Observability (agents)

Observability is the capability to understand agent behavior and system state through metrics, logs, traces, and monitoring. In agentic systems, observability enables operators to answer critical questions about what agents are doing, why they're making specific decisions, and how well they're performing their tasks.

Unlike traditional monitoring which focuses on predefined metrics, observability provides the ability to ask arbitrary questions about system behavior without having to anticipate those questions in advance. For autonomous agents that make decisions and take actions with minimal human oversight, comprehensive observability is not optional—it's essential for safe production deployment.

Why It Matters

Observability is fundamental to operating agent systems reliably and safely in production environments:

Debugging Production Issues: When an agent fails or produces unexpected results, observability tools provide the visibility needed to reconstruct what happened. Without detailed traces showing the agent's decision-making process, reasoning steps, and tool invocations, debugging becomes nearly impossible. In production incidents where agents interact with external systems or user data, comprehensive logs and traces are often the only way to understand root causes.

Performance Optimization: Agents often perform complex multi-step tasks that involve multiple API calls, tool invocations, and reasoning loops. Observability metrics reveal bottlenecks—whether an agent spends most time waiting on external APIs, performing expensive computations, or iterating through retry logic. Distributed tracing shows exactly where latency occurs in agent workflows, enabling targeted optimization efforts.

Understanding Failure Modes: Agents fail in ways that differ from traditional software. They might misinterpret instructions, make incorrect tool choices, produce malformed outputs, or enter infinite loops. Observability data helps identify patterns in these failures: Do certain types of prompts consistently lead to errors? Do specific tool combinations cause issues? Are there environmental conditions that trigger unexpected behavior? Understanding these patterns is crucial for improving agent reliability.

Safety and Compliance: For agents that take autonomous actions—especially those interacting with production systems, financial transactions, or user data—observability provides the audit trail necessary for compliance and security investigations. Every action an agent takes should be traceable back through its decision-making process, with timestamps, inputs, outputs, and context preserved.

Cost Management: Agent systems that use language models incur costs per token processed.
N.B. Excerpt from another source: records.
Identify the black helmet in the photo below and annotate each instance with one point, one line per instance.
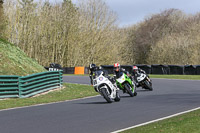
(117, 65)
(92, 67)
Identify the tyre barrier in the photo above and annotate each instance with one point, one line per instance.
(26, 86)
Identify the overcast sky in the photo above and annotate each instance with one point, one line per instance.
(133, 11)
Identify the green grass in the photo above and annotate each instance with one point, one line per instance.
(187, 77)
(71, 91)
(14, 61)
(186, 123)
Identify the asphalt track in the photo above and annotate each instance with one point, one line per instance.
(94, 115)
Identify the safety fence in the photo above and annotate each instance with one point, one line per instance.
(150, 69)
(26, 86)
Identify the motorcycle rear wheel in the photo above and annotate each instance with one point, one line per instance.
(117, 98)
(148, 85)
(128, 89)
(105, 95)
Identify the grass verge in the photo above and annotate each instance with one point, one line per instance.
(187, 77)
(71, 91)
(186, 123)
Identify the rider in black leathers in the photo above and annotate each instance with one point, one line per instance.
(118, 69)
(92, 68)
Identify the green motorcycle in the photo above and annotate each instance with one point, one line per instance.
(125, 83)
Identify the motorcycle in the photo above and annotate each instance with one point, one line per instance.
(105, 87)
(144, 81)
(125, 83)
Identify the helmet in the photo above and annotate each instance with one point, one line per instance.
(116, 65)
(135, 68)
(92, 67)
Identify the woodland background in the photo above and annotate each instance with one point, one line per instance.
(77, 35)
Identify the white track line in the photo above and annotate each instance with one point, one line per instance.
(48, 103)
(142, 124)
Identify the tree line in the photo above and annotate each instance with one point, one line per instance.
(77, 35)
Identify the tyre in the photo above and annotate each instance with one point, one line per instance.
(148, 85)
(117, 98)
(128, 89)
(106, 95)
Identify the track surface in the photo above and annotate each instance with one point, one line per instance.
(94, 115)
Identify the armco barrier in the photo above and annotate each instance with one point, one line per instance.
(26, 86)
(160, 69)
(9, 86)
(149, 69)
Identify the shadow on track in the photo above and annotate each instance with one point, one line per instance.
(94, 103)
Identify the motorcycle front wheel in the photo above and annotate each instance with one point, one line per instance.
(148, 85)
(128, 89)
(106, 95)
(117, 98)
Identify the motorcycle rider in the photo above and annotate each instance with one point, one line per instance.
(135, 73)
(118, 69)
(92, 68)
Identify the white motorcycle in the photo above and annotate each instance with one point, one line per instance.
(105, 87)
(144, 81)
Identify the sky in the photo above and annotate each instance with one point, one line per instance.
(133, 11)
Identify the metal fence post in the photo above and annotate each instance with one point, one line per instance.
(19, 87)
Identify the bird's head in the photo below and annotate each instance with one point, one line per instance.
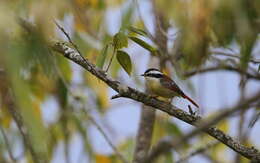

Observability metrics tracking token usage, API calls, and tool invocations enable cost monitoring and optimization. Without this visibility, organizations can face unexpectedly high bills from runaway agents or inefficient task decomposition.

Concrete Examples

Distributed Tracing for Agent Tasks: A customer support agent receives a query, searches a knowledge base, calls three different APIs to gather information, reasons about the results, and generates a response. Distributed tracing captures this entire flow as a trace with multiple spans:

// Parent span for the entire agent task
const taskSpan = tracer.startSpan('agent.task.execute', {
  attributes: {
    'agent.task.id': taskId,
    'agent.task.type': 'customer_support',
    'agent.input.length': input.length,
  }
});

// Child span for knowledge base search
const searchSpan = tracer.startSpan('agent.tool.knowledge_search', {
  parent: taskSpan,
  attributes: {
    'tool.name': 'knowledge_base',
    'search.query': query,
  }
});
// ... execute search ...
searchSpan.setAttributes({
  'search.results.count': results.length,
  'search.latency.ms': latency,
});
searchSpan.end();

// Child span for LLM reasoning
const reasoningSpan = tracer.startSpan('agent.llm.reason', {
  parent: taskSpan,
  attributes: {
    'llm.provider': 'anthropic',
    'llm.model': 'claude-3-5-sonnet',
    'llm.input.tokens': inputTokens,
  }
});
// ... LLM call ...
reasoningSpan.setAttributes({
  'llm.output.tokens': outputTokens,
  'llm.cost.usd': cost,
});
reasoningSpan.end();

taskSpan.end();

This trace structure allows operators to see the complete execution path, identify slow operations, and understand how the agent decomposed the task.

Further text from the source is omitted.